Iceberg
- Industry: Fashion
- Founded: 1974; 52 years ago, San Giovanni in Marignano
- Founder: Silvano Gerani and Giuliana Marchini
- Headquarters: San Giovanni in Marignano
- Area served: Worldwide
- Products: Clothing; Footwear; Sunglasses; Perfumes; Accessories;
- Owner: Gilmar Group
- Website: www.iceberg.com

= Iceberg (fashion house) =

Italian luxury fashion design house

Iceberg is an Italian luxury fashion house. Founded in 1974 by designers Silvano Gerani and Giuliana Marchini, the house produces women's and men's ready-to-wear, accessories, fragrances and childrenswear.
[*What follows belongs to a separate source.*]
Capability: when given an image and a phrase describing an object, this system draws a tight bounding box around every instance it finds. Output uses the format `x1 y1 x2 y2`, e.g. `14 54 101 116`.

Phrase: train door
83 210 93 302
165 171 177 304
It is part of the Gilmar Group, founded in 1962. Its headquarters are in San Giovanni in Marignano, Emilia-Romagna, Italy. The founders' son Paolo Gerani is the creative director and the brand manager.

==Overview==
Starting as knitwear specialists, Iceberg were an early proponent of the concept of fashionable sportswear, later expanding into leatherwear and jeans.

Their products have been worn by Pamela Anderson, Paris Hilton, Lil' Flip, Lil Bill, Lil' Kim and Mischa Barton. Lil' Flip references Iceberg clothing in many of his songs.

In July 2011 the company collection was presented at the catwalk of The Brandery fashion show in Barcelona.